Wednesday, October 07, 2009

OIG Report on Budget Processes (Updated)

I've been looking forward to this report for a long time. The way we do our budget is a major source of frustration and a major impediment to some of the easier changes we'd like to see.

Last year's budget battle was awful for every single member of City Council. I'm not sure there is enough time before this year's negotiation but hopefully this report will stiffen the Council's resolve on items where there is common ground.


OIG Report on Mayors Budget

I'll be updating this post with different noteworthy items that I might find as I read through this. You should feel free to do so yourself in the comment section below.


UPDATE:

We've also learned that the city budget is now $68 million in the red, not the $43 million originally estimated.

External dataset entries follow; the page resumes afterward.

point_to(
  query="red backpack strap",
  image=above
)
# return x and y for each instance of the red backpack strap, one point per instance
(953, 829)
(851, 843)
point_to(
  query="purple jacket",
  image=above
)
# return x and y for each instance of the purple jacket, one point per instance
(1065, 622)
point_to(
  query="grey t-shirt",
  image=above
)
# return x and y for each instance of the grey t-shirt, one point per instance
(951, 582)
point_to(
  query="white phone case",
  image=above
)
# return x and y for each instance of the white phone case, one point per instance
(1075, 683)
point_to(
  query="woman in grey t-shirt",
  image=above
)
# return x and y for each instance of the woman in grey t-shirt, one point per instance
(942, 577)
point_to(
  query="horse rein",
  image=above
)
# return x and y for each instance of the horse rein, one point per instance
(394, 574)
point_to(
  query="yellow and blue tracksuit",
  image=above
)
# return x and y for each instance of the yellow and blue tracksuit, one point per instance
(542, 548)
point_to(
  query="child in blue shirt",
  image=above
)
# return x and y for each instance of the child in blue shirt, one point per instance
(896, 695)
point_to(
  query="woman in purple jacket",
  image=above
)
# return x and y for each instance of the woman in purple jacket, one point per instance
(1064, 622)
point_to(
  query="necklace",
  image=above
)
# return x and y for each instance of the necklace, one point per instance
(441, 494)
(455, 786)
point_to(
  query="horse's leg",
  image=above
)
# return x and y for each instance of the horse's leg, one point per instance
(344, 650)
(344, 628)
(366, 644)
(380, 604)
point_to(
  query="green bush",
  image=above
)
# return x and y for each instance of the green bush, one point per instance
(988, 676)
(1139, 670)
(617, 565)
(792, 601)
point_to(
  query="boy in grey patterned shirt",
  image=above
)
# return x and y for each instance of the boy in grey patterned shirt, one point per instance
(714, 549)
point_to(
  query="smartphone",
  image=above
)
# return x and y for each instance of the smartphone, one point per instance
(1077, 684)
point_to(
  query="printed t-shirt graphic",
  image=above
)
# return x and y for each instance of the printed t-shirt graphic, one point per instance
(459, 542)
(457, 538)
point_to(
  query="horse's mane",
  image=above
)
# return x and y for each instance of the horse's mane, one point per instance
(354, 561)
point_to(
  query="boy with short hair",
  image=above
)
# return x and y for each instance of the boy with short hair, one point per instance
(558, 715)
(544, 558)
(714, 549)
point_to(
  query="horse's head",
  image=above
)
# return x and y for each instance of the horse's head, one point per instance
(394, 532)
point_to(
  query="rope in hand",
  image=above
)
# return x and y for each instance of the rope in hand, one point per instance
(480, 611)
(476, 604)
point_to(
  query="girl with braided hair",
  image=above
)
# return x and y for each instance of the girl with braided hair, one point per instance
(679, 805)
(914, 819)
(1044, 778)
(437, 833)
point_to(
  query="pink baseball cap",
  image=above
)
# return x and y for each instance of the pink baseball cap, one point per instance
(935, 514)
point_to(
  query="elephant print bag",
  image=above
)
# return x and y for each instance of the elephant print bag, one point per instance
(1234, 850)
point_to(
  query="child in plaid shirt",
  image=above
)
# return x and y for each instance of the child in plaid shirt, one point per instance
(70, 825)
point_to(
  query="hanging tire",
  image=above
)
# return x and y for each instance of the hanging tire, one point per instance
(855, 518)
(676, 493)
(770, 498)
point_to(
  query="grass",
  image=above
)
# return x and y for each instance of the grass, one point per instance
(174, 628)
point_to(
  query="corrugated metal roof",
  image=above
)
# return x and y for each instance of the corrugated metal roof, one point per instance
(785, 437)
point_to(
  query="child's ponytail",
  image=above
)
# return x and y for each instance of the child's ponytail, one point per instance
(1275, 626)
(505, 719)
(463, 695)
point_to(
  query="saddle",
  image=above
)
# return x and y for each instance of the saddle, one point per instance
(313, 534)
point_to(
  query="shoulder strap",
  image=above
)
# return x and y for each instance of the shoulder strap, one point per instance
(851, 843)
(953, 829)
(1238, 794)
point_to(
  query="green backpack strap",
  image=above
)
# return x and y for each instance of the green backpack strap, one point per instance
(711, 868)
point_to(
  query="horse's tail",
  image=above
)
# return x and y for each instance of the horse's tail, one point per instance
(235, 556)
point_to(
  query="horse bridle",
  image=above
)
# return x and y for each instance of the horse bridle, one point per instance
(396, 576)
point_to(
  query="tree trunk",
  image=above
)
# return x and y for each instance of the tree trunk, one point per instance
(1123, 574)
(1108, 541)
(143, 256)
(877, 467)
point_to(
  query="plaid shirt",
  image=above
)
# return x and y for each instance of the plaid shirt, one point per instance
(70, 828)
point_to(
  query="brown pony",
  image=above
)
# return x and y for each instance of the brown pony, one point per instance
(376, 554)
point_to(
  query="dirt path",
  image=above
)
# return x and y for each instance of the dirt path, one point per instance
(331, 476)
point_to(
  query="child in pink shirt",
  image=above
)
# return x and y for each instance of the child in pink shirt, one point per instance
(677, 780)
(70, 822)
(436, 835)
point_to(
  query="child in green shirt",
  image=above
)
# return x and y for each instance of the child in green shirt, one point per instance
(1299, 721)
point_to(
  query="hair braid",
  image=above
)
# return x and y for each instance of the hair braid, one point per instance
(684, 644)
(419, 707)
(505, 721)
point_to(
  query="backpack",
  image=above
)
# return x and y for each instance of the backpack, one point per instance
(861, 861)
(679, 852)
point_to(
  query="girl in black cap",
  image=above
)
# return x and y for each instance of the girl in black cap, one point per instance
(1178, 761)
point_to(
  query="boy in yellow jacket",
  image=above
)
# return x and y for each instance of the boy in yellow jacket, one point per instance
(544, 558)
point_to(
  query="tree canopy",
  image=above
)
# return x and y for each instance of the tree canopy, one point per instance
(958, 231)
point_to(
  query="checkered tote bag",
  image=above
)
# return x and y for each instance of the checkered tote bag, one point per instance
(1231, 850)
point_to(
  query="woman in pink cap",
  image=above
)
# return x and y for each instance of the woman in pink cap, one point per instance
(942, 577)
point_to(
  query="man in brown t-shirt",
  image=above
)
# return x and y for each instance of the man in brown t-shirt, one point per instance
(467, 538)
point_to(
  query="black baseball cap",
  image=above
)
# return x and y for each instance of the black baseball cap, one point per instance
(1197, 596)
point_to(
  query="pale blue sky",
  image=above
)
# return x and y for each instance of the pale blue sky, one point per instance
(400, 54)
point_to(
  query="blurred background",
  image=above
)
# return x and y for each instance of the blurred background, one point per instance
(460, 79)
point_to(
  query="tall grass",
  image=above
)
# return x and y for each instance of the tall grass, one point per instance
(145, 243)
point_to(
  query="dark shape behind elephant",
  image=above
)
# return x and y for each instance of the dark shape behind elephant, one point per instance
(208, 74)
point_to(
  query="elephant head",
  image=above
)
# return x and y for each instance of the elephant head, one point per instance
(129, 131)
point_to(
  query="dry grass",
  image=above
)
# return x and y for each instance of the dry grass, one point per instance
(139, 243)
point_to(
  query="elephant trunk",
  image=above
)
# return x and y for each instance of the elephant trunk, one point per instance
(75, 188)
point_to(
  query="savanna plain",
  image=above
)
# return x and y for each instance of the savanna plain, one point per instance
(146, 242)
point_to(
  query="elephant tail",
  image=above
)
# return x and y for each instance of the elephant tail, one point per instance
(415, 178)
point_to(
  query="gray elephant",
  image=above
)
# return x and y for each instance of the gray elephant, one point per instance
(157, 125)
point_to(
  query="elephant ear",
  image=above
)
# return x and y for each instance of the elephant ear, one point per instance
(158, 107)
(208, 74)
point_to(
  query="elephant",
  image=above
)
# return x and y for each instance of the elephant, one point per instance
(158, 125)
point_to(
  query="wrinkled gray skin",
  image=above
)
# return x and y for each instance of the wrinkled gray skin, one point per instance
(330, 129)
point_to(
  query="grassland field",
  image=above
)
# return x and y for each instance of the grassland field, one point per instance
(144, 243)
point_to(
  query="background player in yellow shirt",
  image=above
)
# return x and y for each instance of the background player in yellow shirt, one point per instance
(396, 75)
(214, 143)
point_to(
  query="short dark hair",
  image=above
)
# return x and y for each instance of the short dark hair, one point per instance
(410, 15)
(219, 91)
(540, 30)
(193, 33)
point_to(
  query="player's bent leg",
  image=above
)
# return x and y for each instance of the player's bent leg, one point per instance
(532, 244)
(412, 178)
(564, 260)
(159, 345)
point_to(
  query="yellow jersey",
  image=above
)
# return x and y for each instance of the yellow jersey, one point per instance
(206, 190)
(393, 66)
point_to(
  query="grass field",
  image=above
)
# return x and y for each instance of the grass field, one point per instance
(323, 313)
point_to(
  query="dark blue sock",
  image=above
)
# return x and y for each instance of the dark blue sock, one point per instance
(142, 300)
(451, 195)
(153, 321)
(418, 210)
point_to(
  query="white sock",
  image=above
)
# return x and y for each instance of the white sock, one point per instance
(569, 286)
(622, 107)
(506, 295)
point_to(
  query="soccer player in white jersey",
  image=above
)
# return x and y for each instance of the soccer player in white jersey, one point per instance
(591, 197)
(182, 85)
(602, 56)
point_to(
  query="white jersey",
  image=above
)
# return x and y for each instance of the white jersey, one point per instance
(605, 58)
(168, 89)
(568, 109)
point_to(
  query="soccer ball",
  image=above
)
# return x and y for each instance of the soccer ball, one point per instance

I have a hunch that we will see the deficit go up again before the next budget is signed, perhaps to close to $100 million.

As it stands right now, the deficit represents almost 15% of the budget.

The Mayor is talking about across-the-board cuts, which as the Times-Picayune points out, is specifically criticized as a poor methodology. The report talks about what is known as 'budgeting for outcomes,' a system that forces a more critical look at what programs actually address municipal priorities and which do not.

I don't really want to talk about boring stuff like budgeting for outcomes but I do want to talk about municipal priorities. That's what immediately jumps out if you page through the OIG review of 2009's budget processes.

If you start at page 27 above and look at where New Orleans ranks on different spending priorities, it will really begin to crystallize.

One of the thing that frustrates me about discourse in this city is that criticism of municipal inefficiencies is too often translated into the language of Jefferson Parish conservatism. The stereotypical impulse to cut taxes and spending as a matter of reactionary opposition to post 1960s political gains has obscured the voices of those who are more-or-less interested in maintaining spending so long as that revenue goes toward programs that extend opportunity and improve quality of life.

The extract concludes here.